Eutreptornis Temporal range: Late Eocene

Scientific classification
- Domain: Eukaryota
- Kingdom: Animalia
- Phylum: Chordata
- Class: Aves
- Order: Cariamiformes (?)
- Family: †Bathornithidae (?)
- Genus: †Eutreptornis Cracraft, 1971
- Species: †E. uintae
- Binomial name: †Eutreptornis uintae (Cracraft, 1971)

= Eutreptornis =

- Genus: Eutreptornis
- Species: uintae
- Authority: (Cracraft, 1971)
- Parent authority: Cracraft, 1971

Extinct genus of birds

Eutreptornis ("changing bird")is a genus of extinct possible cariamiforme bird from the Late Eocene of Utah. It is traditionally considered to be a bathornithid, though a combination of the relative incompleteness of the material alongside some differences from other bathornithids have raised some suspicions about this affiliation.

==Description==

Eutreptornis is currently represented by a single type species, E. uintae, in turn represented by a tibiotarsus and tarsometatarsus from the Uinta Formation of Utah.

==Biology==

It is represented by the smallest bathornithid remains known.
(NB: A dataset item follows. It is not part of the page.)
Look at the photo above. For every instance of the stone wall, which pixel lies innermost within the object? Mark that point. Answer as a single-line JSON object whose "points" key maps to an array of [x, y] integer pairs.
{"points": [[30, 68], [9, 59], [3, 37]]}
Due to the incompleteness of its remains it is unclear whereas it was flightless like other bathornithids. It was, however, most certainly a terrestrial predator, perhaps akin to its closest living relatives, the seriemas.

==Ecology==

Eutreptornis co-existed with a rich mammalian megafauna, such as the brontothere Megacerops, as well as other terrestrial birds, including other bathornithid birds such as the larger Bathornis species and the flightless crane-like geranoidids.